Тордан был известен некогда как одно из священных мест языческой Армении: там находились храмы «Светозарных богов». Добрая слава этих мест еще более упрочилась, когда Тордану выпала честь стать местом отдыха неутомимого Просветителя земли армянской. Там возрос благодатный сад, который своими руками возделал апостол христианства, там проводил он редкие часы отдыха, там нашел вечное упокоение его прах, а затем и останки его преемников.
Прежде жреческим владением был и Тил в провинции Екегяц, расположенный недалеко от прославленного Ериза. Река Гайл разделяла эти два знаменитых армянских святилища – Тил и Ериз. В Тиле стояла статуя богини Нанэ, дочери бога добра Ормузда, а в Еризе – золотая статуя богини Анаит, та самая, на которую Просветитель в свое время отказался возложить венок, за что и претерпел такие мучения от Трдата. Позже, когда Трдат принял христианство, Просветитель разрушил оба эти храма. Тил он получил в вечную собственность. Там покоятся останки некоторых его сыновей.

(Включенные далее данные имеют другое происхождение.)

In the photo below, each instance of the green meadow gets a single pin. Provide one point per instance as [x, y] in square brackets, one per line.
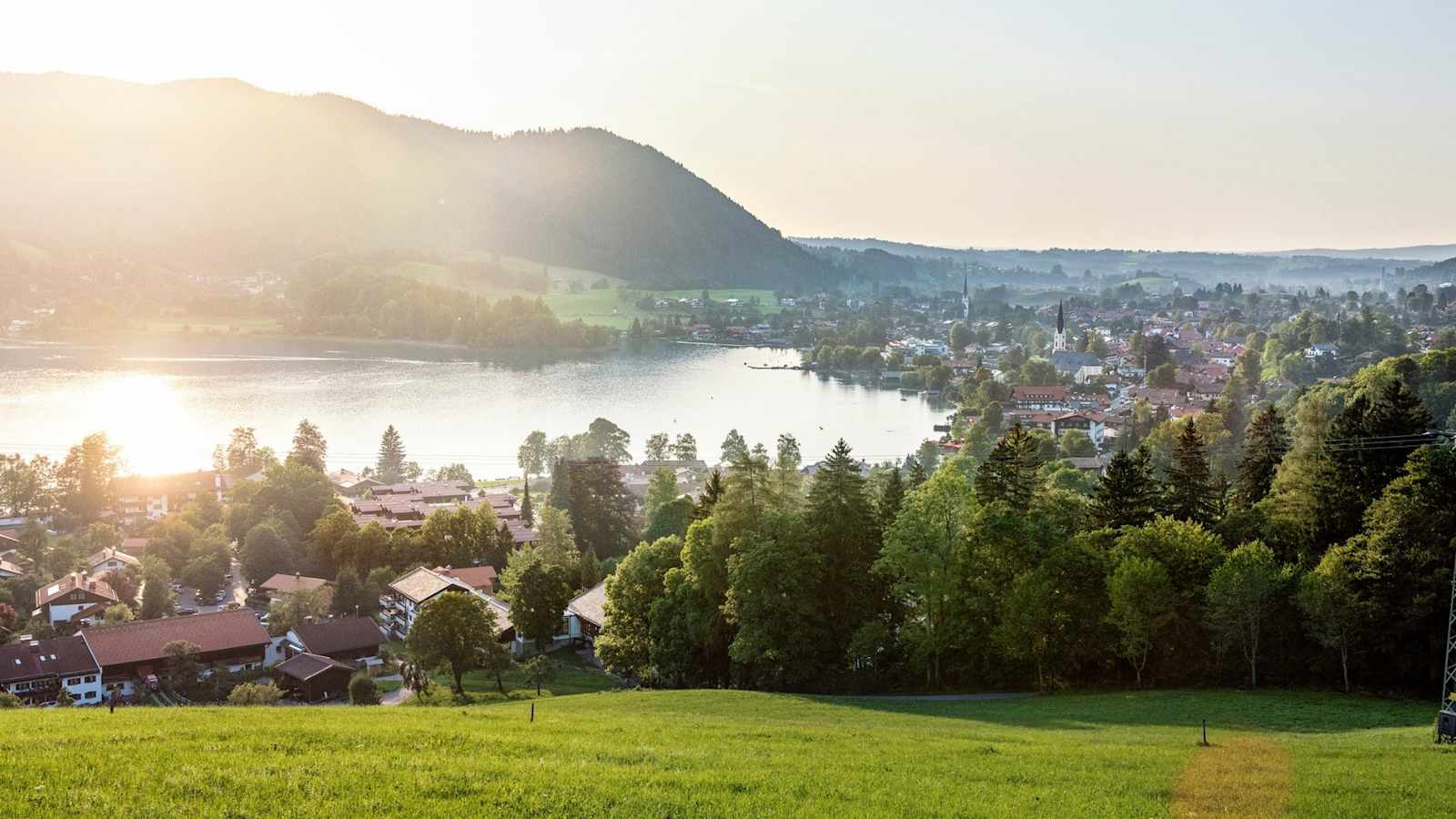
[739, 753]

Итак, для покрытия своих расходов патриарший дом получал целиком доходы пятнадцати провинций и, кроме того, пользовался доходами с собственных наследственных владений. То, что в руках патриаршего рода оказалось сосредоточено столько недвижимости, стало в дальнейшем причиной немалых раздоров между его представителями и последними Аршакидами. Цари этой династии не только стремились ограничить или даже свести на нет вотчины нахараров, но и старались если не вовсе отобрать у католикосов их владения, то хотя бы значительно сократить их размеры.
Однажды Нерсес Великий прибыл в Тарон, чтобы посетить свои владения, и остановился в Аштишатском монастыре. В это время главный евнух царя, князь из рода Мардпетов, тоже объезжал свои владения. В монастыре они встретились. Сколь ни тягостно было Нерсесу видеть этого зловещего человека, он повелел устроить торжественный обед, достойный высокого положения гостя. Главный евнух носил титул Айр-Мардпет, что означает «отец царя», и управлял женской половиною дворца, следовательно, в немалой мере и сердцем своего государя. Влияние его было столь велико, что нахара-ры не только ненавидели, но и боялись его. Именно советы главного евнуха побудили царя Аршака истреблять целые на-харарские роды и отбирать в казну их достояние.
Перед обедом Айр-Мардпет вышел подышать воздухом на площадку перед покоями аштишатского епископа. С высоты, на которой стоял храм, открывалась чудесная панорама, и евнух с завистью и гневом обозревал раскинувшиеся окрест владения Нерсеса Великого. Черная злоба закипела в его сердце.
За обедом главный евнух выпил лишнего и более не в силах был скрывать свои чувства. Он принялся недостойным образом порицать царя Трдата и всех Аршакидов. «И как только им в голову пришло отдать такое золотое дно этим бабьим юбкам!» (то есть священнослужителям, носившим длинные, как у женщин, одеяния), – сказал он и добавил: «Дай Бог только вернуться домой – переговорю с царем и все тут переделаю: имущество заберу в казну, а монастырь – под царский дворец».
Дерзкие речи главного евнуха разгневали Нерсеса Великого, и он, откинув всякое почтение к высокому положению гостя, дал ему достойную отповедь: «Всевышний завещал нам в заповедях не возжелать добра ближнего своего, сказал патриарх, – и он не допустит, чтобы его святыни стали добычею алчности. А тот, кто изрыгает наглые угрозы, никогда не достигнет своих черных целей – сами бессчетные грехи его станут препоною бесчестным замыслам».
Главный евнух замолчал.
Среди присутствующих был и Шавасп Арцруни. Дерзость главного евнуха, оскорбление, нанесенное им великому патриарху, взбесили молодого князя, однако он сумел сдержать свои чувства.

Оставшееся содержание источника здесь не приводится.